Proximal tibiofibular synostosis is rare. Synostosis at this site may be congenital [13], idiopathic [14], secondary to osteochondroma [15], secondary to multiple hereditary exostosis [16] or caused by trauma [17]. To our knowledge, no proximal tibiofibular synostosis due to proximal tibial medial open wedge osteotomy has been reported. We report a new cause of proximal tibiofibular synostosis and a new complication of proximal tibial osteotomy.

Case Report

A proximal tibial open wedge osteotomy was performed on a 62-year-old woman with right knee medial compartment osteoarthritis (Fig 1). A longutidal incision from lower pole of patella to tuberositas tibia was used for surgery. Special plates were used designed by the first author [2, 3]. During the surgical procedure, drill penetrated the lateral cortex. No additional complication was seen in the intraoperative and early postoperative periods. Weight bearing allowed at 2.5 month. At the 10-month follow-up, the beginning of a proximal tibiofibular synostosis due to the distal anterior screw of the osteotomy plate was seen (Fig 2). Since the patient had no pain, screw removal was refused.


Figure 1: Early Postoperative Anteroposterior X-Ray

Figure 2: Anteroposterior X-Ray 10 Months Postoperatively

A follow-up X-ray 13 months postoperatively showed more of the screw in the internal oblique view than in the true anteroposterior view and the synostosis was evident (Fig 3). The condition was explained to the patient, who was convinced to undergo implant removal surgery. The implant was removed, with no surgical intervention done on the synostosis.


Figure 3: Internal Oblique X-Ray 13 Months Postoperatively

The patient has been followed for 61 months after implant removal surgery. During follow-up, no pain occurred due to medial compartment osteoarthritis or proximal tibiofibular synostosis (Fig 4 and 5). Inform consent was obtained from the patient.


Figure 4: Internal Oblique X-Ray after Implant Removal



Figure 5: Bilateral Proximal Tibiofibular Computed Tomography; the White Arrow Shows the Right Knee Synostosis


An asymptomatic proximal tibiofibular synostosis secondary to the long distal anterior screw in a proximal tibial osteotomy plate was reported.

The reported symptoms of a symptomatic proximal tibiofibular synostosis include pain at the proximal tibiofibular junction [18], pain in the ipsilateral ankle [14], restricted range of motion in the ipsilateral ankle [13], angular deformity [19] and leg length discrepancy [20]. Our patient was asymptomatic, unlike reported cases, which was why we did not perform any surgical intervention for the synostosis.

A proximal tibial osteotomy is an important treatment alternative for medial knee compartment osteoarthritis.

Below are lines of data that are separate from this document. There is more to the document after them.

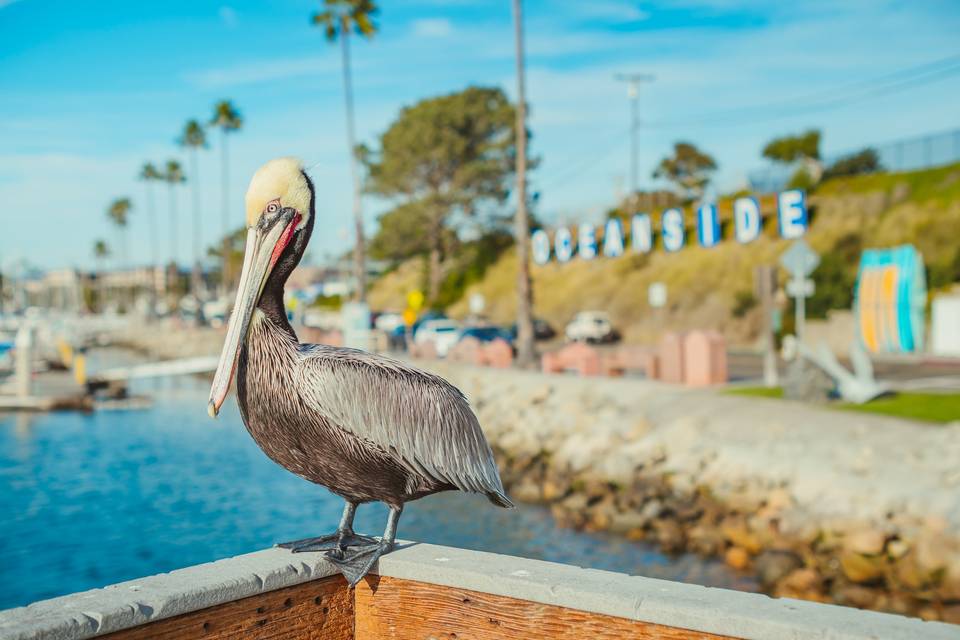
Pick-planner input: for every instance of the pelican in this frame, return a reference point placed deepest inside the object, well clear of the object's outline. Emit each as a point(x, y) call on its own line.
point(367, 427)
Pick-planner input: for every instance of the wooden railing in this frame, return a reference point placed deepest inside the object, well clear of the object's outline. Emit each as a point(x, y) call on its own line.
point(424, 591)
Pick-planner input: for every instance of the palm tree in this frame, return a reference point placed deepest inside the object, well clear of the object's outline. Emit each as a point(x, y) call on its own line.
point(227, 119)
point(100, 253)
point(150, 174)
point(173, 176)
point(195, 138)
point(119, 214)
point(521, 223)
point(338, 19)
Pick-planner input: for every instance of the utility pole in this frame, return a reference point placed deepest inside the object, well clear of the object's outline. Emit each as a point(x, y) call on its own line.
point(526, 352)
point(633, 81)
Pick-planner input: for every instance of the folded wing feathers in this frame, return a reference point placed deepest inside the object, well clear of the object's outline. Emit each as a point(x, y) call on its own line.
point(419, 416)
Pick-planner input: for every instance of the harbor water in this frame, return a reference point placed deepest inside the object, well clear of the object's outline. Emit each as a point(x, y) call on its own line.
point(92, 499)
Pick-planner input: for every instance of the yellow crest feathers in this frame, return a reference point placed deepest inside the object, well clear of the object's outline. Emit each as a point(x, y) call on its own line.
point(279, 179)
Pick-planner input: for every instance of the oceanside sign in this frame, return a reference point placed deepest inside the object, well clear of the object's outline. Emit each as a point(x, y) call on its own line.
point(747, 221)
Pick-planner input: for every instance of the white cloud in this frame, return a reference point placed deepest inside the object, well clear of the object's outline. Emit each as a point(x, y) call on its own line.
point(432, 28)
point(256, 72)
point(228, 16)
point(610, 10)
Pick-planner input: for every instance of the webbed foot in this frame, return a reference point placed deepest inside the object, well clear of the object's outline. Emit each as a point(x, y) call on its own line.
point(338, 541)
point(356, 563)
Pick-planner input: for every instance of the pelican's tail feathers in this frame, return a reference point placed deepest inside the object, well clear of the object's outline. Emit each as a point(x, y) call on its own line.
point(500, 499)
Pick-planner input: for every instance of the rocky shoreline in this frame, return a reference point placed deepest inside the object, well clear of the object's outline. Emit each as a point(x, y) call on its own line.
point(821, 505)
point(640, 459)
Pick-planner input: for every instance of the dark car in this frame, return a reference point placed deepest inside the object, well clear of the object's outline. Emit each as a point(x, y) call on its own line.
point(541, 330)
point(486, 334)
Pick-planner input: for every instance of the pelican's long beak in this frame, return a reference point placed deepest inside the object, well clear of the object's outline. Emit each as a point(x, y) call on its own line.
point(265, 242)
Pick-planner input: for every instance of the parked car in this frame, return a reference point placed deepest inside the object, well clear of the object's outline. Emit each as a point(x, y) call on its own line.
point(541, 330)
point(387, 321)
point(591, 327)
point(443, 333)
point(486, 334)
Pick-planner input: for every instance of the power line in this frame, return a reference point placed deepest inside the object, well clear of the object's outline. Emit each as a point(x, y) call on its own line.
point(602, 152)
point(822, 100)
point(887, 84)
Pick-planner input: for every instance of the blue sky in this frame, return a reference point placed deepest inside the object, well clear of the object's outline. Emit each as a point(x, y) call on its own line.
point(90, 92)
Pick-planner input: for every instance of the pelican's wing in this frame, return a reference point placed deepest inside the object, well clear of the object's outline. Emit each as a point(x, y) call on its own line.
point(419, 417)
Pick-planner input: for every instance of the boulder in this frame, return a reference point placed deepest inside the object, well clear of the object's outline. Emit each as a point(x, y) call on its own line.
point(860, 568)
point(866, 541)
point(773, 566)
point(737, 557)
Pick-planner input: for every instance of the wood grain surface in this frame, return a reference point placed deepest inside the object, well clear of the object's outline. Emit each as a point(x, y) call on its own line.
point(394, 609)
point(317, 610)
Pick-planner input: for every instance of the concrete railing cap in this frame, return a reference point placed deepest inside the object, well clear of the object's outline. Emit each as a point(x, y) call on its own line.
point(710, 610)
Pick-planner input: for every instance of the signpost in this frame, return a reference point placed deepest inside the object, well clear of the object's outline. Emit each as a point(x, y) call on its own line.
point(766, 283)
point(801, 261)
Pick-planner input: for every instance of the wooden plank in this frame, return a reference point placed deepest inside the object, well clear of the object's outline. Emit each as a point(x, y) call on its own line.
point(317, 610)
point(395, 609)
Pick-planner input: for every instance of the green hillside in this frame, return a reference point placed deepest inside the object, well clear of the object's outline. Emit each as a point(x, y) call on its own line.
point(713, 287)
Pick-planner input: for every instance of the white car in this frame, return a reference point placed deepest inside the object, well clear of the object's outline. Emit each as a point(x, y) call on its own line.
point(590, 326)
point(388, 321)
point(443, 333)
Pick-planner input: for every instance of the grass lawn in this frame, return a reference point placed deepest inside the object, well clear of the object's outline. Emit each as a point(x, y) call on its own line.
point(931, 407)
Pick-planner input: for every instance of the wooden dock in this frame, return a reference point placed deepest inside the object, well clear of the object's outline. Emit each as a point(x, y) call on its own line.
point(423, 591)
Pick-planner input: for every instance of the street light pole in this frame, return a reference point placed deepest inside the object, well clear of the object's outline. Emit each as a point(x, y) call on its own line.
point(633, 81)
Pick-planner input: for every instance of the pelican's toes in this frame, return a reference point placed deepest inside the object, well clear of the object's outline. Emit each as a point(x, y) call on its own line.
point(331, 542)
point(357, 563)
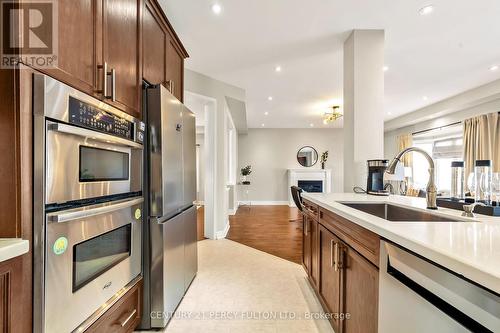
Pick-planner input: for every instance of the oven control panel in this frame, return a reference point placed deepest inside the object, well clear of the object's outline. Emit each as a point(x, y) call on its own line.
point(89, 116)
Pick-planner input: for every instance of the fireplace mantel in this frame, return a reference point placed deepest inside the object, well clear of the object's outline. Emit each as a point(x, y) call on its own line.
point(294, 175)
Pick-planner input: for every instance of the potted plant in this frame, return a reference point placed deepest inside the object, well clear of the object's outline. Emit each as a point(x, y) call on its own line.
point(245, 172)
point(324, 158)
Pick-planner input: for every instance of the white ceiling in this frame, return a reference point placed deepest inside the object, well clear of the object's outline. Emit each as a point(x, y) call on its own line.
point(438, 55)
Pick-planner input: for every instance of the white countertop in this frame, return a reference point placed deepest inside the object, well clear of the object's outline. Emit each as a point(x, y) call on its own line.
point(471, 249)
point(12, 247)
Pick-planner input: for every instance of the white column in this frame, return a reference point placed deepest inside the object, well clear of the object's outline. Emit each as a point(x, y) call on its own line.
point(363, 104)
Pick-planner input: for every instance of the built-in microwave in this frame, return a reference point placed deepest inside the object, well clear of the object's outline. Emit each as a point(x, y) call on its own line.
point(88, 203)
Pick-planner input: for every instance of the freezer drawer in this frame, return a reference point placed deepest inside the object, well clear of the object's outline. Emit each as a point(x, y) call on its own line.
point(174, 263)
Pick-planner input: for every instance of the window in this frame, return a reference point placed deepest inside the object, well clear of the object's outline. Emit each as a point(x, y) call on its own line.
point(444, 145)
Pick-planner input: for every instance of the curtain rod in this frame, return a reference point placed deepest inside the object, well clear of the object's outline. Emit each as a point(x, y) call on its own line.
point(435, 128)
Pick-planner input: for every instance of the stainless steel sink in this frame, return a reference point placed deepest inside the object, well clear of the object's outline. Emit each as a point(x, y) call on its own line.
point(399, 214)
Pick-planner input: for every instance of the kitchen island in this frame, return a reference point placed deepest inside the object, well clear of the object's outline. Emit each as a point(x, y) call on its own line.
point(342, 250)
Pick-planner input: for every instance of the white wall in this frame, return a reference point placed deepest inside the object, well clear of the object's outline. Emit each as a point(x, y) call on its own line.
point(363, 104)
point(200, 142)
point(203, 85)
point(272, 151)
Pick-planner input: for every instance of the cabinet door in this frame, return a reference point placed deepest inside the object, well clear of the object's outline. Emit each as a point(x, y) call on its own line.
point(175, 69)
point(306, 244)
point(154, 45)
point(11, 292)
point(314, 271)
point(120, 38)
point(329, 281)
point(76, 35)
point(360, 292)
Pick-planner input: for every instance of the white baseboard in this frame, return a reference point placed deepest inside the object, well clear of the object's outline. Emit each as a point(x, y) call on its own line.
point(263, 203)
point(222, 234)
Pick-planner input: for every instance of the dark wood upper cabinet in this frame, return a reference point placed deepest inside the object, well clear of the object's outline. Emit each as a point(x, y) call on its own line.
point(120, 53)
point(360, 296)
point(175, 69)
point(76, 37)
point(154, 45)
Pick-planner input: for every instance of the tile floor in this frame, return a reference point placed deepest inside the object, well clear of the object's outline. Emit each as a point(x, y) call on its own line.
point(240, 289)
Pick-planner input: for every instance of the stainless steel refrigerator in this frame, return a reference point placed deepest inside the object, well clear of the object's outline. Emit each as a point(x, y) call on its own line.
point(171, 230)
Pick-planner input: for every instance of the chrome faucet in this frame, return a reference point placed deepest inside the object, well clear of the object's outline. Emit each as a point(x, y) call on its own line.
point(469, 209)
point(431, 184)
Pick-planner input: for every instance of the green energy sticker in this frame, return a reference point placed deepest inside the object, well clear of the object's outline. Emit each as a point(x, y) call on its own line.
point(138, 213)
point(60, 245)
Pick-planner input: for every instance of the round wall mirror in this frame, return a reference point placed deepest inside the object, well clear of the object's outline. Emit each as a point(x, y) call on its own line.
point(307, 156)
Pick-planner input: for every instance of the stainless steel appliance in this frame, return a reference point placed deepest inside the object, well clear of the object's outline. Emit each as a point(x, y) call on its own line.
point(417, 295)
point(87, 206)
point(171, 232)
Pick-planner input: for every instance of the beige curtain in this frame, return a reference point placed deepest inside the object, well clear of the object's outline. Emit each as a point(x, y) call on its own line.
point(482, 141)
point(406, 141)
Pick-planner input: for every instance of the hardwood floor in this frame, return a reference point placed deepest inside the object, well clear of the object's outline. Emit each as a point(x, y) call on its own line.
point(268, 228)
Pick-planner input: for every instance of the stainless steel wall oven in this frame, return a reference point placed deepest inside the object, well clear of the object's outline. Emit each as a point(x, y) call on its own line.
point(87, 205)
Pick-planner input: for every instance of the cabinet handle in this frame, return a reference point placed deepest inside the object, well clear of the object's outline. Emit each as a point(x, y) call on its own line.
point(336, 255)
point(113, 85)
point(105, 74)
point(130, 316)
point(104, 68)
point(171, 86)
point(332, 261)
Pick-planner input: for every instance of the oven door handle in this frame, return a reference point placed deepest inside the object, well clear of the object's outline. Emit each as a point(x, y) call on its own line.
point(88, 212)
point(73, 130)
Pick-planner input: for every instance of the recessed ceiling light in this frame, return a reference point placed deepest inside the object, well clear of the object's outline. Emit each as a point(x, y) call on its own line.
point(426, 10)
point(216, 8)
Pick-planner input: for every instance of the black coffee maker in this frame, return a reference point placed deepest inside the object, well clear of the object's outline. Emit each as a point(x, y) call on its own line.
point(375, 181)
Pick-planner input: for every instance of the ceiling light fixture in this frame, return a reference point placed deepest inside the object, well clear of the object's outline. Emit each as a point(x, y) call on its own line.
point(426, 10)
point(331, 116)
point(216, 8)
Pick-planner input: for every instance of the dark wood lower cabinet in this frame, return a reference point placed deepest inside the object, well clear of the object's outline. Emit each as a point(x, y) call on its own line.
point(359, 292)
point(345, 281)
point(123, 316)
point(306, 244)
point(329, 287)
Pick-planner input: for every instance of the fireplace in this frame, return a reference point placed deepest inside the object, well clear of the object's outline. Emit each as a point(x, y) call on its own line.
point(311, 186)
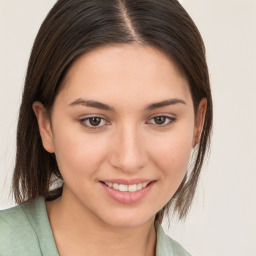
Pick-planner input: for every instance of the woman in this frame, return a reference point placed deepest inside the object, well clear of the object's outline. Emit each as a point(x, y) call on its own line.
point(116, 100)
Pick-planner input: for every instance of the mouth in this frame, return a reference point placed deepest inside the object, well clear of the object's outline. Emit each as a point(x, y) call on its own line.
point(130, 193)
point(127, 188)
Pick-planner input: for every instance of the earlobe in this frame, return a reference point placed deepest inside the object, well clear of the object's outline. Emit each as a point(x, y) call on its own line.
point(44, 126)
point(199, 121)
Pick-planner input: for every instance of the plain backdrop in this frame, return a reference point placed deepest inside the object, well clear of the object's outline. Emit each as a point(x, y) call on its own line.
point(222, 221)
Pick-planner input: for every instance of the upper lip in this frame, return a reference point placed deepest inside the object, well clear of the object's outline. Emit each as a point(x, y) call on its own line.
point(127, 182)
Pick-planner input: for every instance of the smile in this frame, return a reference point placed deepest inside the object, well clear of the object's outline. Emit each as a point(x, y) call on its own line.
point(127, 188)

Like any surgical technique, this technique has some complications. To our knowledge, no tibiofibular synostosis has been reported in the English literature after a proximal tibial osteotomy.

Follow-up X-rays are important for diagnosing such complications. Anatomically, the proximal tibia is shaped like a triangular prism, and an internal oblique X-ray is necessary to determine the length of the implant screws in the lateral proximal cortex after a medial open wedge proximal tibial osteotomy. This is taken with the X-ray beam positioned anteroposteriorly and the lower extremity in 30—40° of internal rotation. This position gives a true lateral view of medial tibial implants (Fig 3).

Tibiofibular synostosis due to an implant has been reported in the distal tibiofibular joint [21-23]. However, we could find no report of a proximal tibiofibular synostosis due to an implant screw in the English literature.
In conclusion, proximal tibiofibular synostosis may occur when a long implant screw is used in a proximal tibial open wedge osteotomy. The internal oblique X-ray is important for the diagnosis. During follow-up, no surgical intervention may be required.